The bill issued by the council also includes separate amounts levied by other statutory bodies such as the police and fire service.

Tyne and Wear Fire and Civil Defence Authority and the Northumbria Police and Crime Commissioner are expected to confirm any changes to their precepts in February.

When excluding these precepts, the majority of households in South Tyneside, which fall into the lowest Band A bracket, would see a weekly increase in their council tax bills of 83p and an annual increase of £42.90.

Meanwhile, Band D properties would see a weekly increase of £1.24 and an annual increase of £64.35.

Predicted annual council tax bill by property band for 2021/22 (excluding police and fire precepts)

Band A – £1,128.92

Band B – £1,317.07

Band C – £1,505.22

Band D – £1,693.38

Band E – £2,069.69

Band F – £2,445.99

Band G – £2,822.30

Band H – £3,386.76

The proposed rise comes as South Tyneside Council looks to save around £8million in 2021/22, with more savings expected in future years.

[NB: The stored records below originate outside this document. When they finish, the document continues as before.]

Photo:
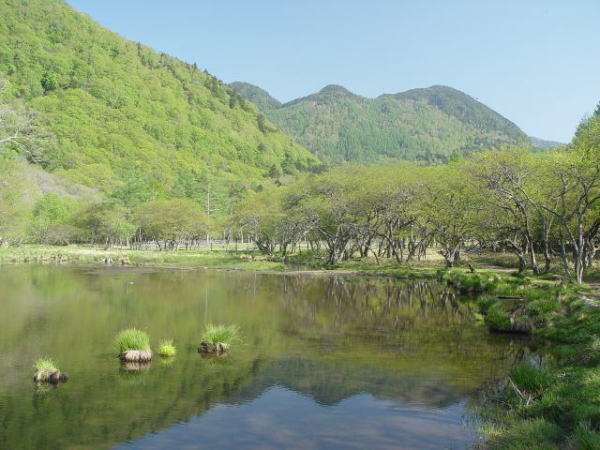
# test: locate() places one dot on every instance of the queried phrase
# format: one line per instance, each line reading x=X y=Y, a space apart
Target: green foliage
x=527 y=435
x=530 y=379
x=44 y=367
x=429 y=125
x=166 y=348
x=497 y=318
x=127 y=120
x=171 y=220
x=131 y=339
x=52 y=220
x=226 y=334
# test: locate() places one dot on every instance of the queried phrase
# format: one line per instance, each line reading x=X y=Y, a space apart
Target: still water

Despite having to save £175million since 2010 due to government grant reductions, council chiefs say they can achieve a balanced budget in 2021/22.

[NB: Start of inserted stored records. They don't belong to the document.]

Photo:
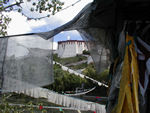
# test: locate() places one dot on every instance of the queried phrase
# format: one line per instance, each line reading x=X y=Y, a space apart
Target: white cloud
x=68 y=37
x=19 y=23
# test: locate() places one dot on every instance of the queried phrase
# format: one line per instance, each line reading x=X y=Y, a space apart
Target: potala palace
x=70 y=48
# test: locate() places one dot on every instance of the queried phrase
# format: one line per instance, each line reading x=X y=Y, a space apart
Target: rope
x=82 y=93
x=48 y=107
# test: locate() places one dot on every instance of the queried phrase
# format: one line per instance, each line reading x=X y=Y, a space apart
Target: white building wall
x=70 y=48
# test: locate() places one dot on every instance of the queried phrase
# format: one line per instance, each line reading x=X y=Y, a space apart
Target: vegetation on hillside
x=65 y=81
x=91 y=72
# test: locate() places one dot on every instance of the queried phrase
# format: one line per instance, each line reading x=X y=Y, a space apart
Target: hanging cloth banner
x=25 y=62
x=128 y=94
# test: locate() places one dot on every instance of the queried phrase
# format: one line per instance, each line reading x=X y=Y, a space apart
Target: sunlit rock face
x=28 y=63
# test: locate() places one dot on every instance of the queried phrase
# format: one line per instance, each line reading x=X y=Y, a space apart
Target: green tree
x=40 y=6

Planned savings will be delivered through a mix of reduced spending, delivering new models of service and “increasing efficiency.”

The Medium Term Financial Plan also covers the council’s capital programme of £360million over the next five years which includes regeneration projects, sustainable energy schemes and major road improvements.

The spend in 2021/22 is set to be £99million, financed by a mixture of external funding, Government grants, borrowing and capital receipts from sales of assets.

Ongoing projects include the Holborn riverside development, South Shields 365 regeneration scheme and the International Advanced Manufacturing Park.

One scheme also includes a ‘strategic bus corridor’ from South Shields through to the Boldon Colliery area to “support and sustain bus journeys” into the city centres of Newcastle and Durham.

The council’s Medium Term Financial Plan will be considered by cabinet on February 3.

A final decision on the 2021/22 budget will be made by full council on February 25.